When Hurricane Katrina decimated large portions of the Southern United States, and millions of African-Americans found themselves homeless, jobless and faced with the very real possibility of extinction, the political lines began to appear almost instantaneously. Political parties made the claims that African-Americans were not receiving the kind of government assistance that perhaps other groups would receive in the same circumstances, and for what it is worth, that the disasters were man-made to deliberately exterminate minorities.

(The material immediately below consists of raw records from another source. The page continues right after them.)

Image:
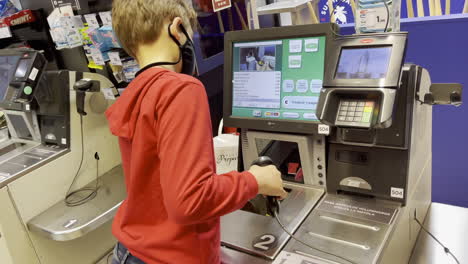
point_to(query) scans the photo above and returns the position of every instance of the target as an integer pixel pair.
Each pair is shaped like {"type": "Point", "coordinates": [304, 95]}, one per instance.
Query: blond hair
{"type": "Point", "coordinates": [137, 22]}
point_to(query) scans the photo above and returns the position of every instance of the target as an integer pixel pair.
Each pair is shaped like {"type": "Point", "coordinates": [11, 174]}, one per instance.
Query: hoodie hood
{"type": "Point", "coordinates": [123, 114]}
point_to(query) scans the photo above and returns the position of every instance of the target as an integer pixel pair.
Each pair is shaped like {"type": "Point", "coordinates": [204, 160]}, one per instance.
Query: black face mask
{"type": "Point", "coordinates": [187, 55]}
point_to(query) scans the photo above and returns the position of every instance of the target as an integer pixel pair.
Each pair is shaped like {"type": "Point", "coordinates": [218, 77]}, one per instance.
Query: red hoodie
{"type": "Point", "coordinates": [174, 198]}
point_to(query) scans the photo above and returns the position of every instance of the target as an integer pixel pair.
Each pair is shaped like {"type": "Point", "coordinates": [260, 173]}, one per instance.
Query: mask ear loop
{"type": "Point", "coordinates": [165, 62]}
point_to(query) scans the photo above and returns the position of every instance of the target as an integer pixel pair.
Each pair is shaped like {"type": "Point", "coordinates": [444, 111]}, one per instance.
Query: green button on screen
{"type": "Point", "coordinates": [27, 90]}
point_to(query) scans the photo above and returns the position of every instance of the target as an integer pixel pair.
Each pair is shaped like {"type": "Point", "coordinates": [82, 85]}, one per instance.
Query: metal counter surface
{"type": "Point", "coordinates": [30, 160]}
{"type": "Point", "coordinates": [447, 223]}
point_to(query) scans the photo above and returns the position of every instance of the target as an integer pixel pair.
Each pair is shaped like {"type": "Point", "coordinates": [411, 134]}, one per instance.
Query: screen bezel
{"type": "Point", "coordinates": [392, 79]}
{"type": "Point", "coordinates": [360, 48]}
{"type": "Point", "coordinates": [269, 124]}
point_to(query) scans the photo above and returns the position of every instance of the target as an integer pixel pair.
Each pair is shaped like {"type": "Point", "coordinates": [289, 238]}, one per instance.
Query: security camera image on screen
{"type": "Point", "coordinates": [363, 63]}
{"type": "Point", "coordinates": [278, 79]}
{"type": "Point", "coordinates": [7, 68]}
{"type": "Point", "coordinates": [258, 58]}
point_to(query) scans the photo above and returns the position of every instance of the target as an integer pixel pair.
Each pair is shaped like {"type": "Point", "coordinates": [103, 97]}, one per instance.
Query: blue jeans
{"type": "Point", "coordinates": [123, 256]}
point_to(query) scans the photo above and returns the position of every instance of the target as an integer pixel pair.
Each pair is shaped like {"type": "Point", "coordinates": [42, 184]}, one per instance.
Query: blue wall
{"type": "Point", "coordinates": [440, 44]}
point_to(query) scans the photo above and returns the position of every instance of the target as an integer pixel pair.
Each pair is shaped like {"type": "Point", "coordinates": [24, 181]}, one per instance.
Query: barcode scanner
{"type": "Point", "coordinates": [272, 202]}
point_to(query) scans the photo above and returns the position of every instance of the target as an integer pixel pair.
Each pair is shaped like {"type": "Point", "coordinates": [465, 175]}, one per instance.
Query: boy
{"type": "Point", "coordinates": [174, 198]}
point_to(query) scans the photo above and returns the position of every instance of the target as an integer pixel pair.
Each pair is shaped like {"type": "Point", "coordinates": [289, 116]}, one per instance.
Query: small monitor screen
{"type": "Point", "coordinates": [22, 68]}
{"type": "Point", "coordinates": [278, 79]}
{"type": "Point", "coordinates": [363, 63]}
{"type": "Point", "coordinates": [7, 69]}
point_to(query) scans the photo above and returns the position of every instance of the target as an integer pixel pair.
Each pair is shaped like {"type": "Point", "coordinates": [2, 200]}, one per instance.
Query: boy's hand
{"type": "Point", "coordinates": [269, 181]}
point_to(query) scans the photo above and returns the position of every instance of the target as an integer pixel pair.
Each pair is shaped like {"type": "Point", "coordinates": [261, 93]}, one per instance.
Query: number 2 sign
{"type": "Point", "coordinates": [265, 242]}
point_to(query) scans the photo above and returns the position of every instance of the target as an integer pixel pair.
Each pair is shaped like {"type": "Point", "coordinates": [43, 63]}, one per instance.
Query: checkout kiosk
{"type": "Point", "coordinates": [56, 125]}
{"type": "Point", "coordinates": [349, 125]}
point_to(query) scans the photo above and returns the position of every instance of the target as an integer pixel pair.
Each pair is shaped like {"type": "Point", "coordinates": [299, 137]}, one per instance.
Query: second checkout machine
{"type": "Point", "coordinates": [57, 136]}
{"type": "Point", "coordinates": [349, 126]}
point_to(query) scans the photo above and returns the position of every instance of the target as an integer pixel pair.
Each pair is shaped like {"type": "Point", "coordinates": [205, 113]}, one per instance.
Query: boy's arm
{"type": "Point", "coordinates": [191, 189]}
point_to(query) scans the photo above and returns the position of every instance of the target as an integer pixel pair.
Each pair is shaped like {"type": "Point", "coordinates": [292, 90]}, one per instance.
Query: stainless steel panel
{"type": "Point", "coordinates": [62, 223]}
{"type": "Point", "coordinates": [240, 229]}
{"type": "Point", "coordinates": [355, 239]}
{"type": "Point", "coordinates": [20, 157]}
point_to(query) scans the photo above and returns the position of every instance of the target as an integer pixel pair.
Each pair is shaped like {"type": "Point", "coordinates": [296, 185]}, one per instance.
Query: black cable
{"type": "Point", "coordinates": [446, 249]}
{"type": "Point", "coordinates": [93, 190]}
{"type": "Point", "coordinates": [307, 245]}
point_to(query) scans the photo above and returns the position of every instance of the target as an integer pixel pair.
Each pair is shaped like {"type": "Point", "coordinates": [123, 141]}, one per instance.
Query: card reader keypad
{"type": "Point", "coordinates": [355, 113]}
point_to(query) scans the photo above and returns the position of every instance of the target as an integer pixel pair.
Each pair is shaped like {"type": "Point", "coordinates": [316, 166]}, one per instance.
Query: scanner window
{"type": "Point", "coordinates": [285, 156]}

Although cooler heads eventually prevailed somewhat, this debate continues up to the time of this research.
Mexican-Americans have not fared any better in recent times; the sensitive issue for these individuals is that of immigration. Many Mexicans are denied the ability to come to America to improve their opportunities for a fruitful life through hard work and opportunity, and there are those in the political arena who have tried to help Mexicans to receive an equal chance in America. Conversely, there are those who wish to penalize Mexicans who seek asylum and opportunity in America, saying that they are no better than trespassers who have no right to lay claim to their piece of the American dream, whatever the motivation.
Speaking strictly in terms of the bottom line of both the African and Mexican quests for racial equality, it is fair and accurate to say that both groups, regardless of the progress of the past, have a long road ahead to get to where they truly want to be, and there will always be those who will try to oppose them for a variety of reasons.
In this paper, two essential legal cases, Mendez v Westminster and Brown v Board of Education were described, analyzed and explored in an effort to not only understand the Mexican and African struggles for racial equality in America, but also the relative disregard of Mexican efforts to gain recognition in comparison to the advancements of the African cause. The argument of which group is worse off aside, there are common denominators that need to be noted in conclusion.
First, all minorities can universally agree that they are unfairly treated, even in a free society like that of the United States of America. Second, few would argue that there is a long way to go to promote overall racial harmony worldwide. Third, these problems will not be addressed overnight, as history has proven.
In closing, let it be understood that legal mandates aside, understanding, respect and dialogue need to improve before any groups achieve what they truly deserve.